Why do we build DatenLord? The reason is two-fold:

• Firstly, the recent computer hardware architecture revolution stimulates storage software refractory. The storage related functionalities inside Linux kernel haven't changed much in recent 10 years, whenas hard-disk drive (HDD) was the main storage device. Nowadays, solid-state drive (SSD) becomes the mainstream, not even mention the most advanced SSD, NVMe and non-volatile memory. The performance of SSD is hundreds of times faster than HDD, in that the HDD latency is around 1~10 ms, whereas the SSD latency is around 50–150 μs, the NVMe latency is around 25 μs, and the non-volatile memory latency is 350 ns.
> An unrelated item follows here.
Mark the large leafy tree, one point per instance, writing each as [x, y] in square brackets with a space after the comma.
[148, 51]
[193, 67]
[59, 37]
With the performance revolution of storage devices, traditional blocking-style/synchronous IO in Linux kernel becomes very inefficient, and non-blocking-style/asynchronous IO is much more applicable. The Linux kernel community already realized that, and recently Linux kernel has proposed native-asynchronous IO mechanism, io_uring, to improve IO performance. Beside blocking-style/synchronous IO, the context switch overhead in Linux kernel becomes no longer negligible w.r.t. SSD latency. Many modern programming languages have proposed asynchronous programming, green thread or coroutine to manage asynchronous IO tasks in user space, in order to avoid context switch overhead introduced by blocking IO. Therefore we think it’s time to build a next-generation storage system that takes advantage of the storage performance revolution as far as possible, by leveraging non-blocking/asynchronous IO, asynchronous programming, NVMe, and even non-volatile memory, etc.

• Secondly, most distributed/cloud-native systems are computing and storage isolated, that computing tasks/applications and storage systems are of dedicated clusters, respectively. This isolated architecture is best to reduce maintenance, that it decouples the maintenance tasks of computing clusters and storage clusters into separate ones, such as upgrade, expansion, migration of each cluster respectively, which is much simpler than of coupled clusters. Nowadays, however, applications are dealing with much larger datasets than ever before. One notorious example is that an AI training job takes one hour to load data whereas the training job itself finishes in only 45 minutes. Therefore, isolating computing and storage makes IO very inefficient, as transferring data between applications and storage systems via network takes quite a lot of time. Further, with the isolated architecture, applications have to be aware of the different data location, and the varying access cost due to the difference of data location, network distance, etc. DatenLord tackles the IO performance issue of isolated architecture in a novel way, which abstracts the heterogeneous storage details and makes the difference of data location, access cost, etc, transparent to applications. Furthermore, with DatenLord, applications can assume all the data to be accessed are local, and DatenLord will access the data on behalf of applications. Besides, DatenLord can help K8S to schedule jobs close to cached data, since DatenLord knows the exact location of all cached data. By doing so, applications are greatly simplified w.r.t. to data access, and DatenLord can leverage local cache, neighbor cache, and remote cache to speed up data access, so as to boost performance.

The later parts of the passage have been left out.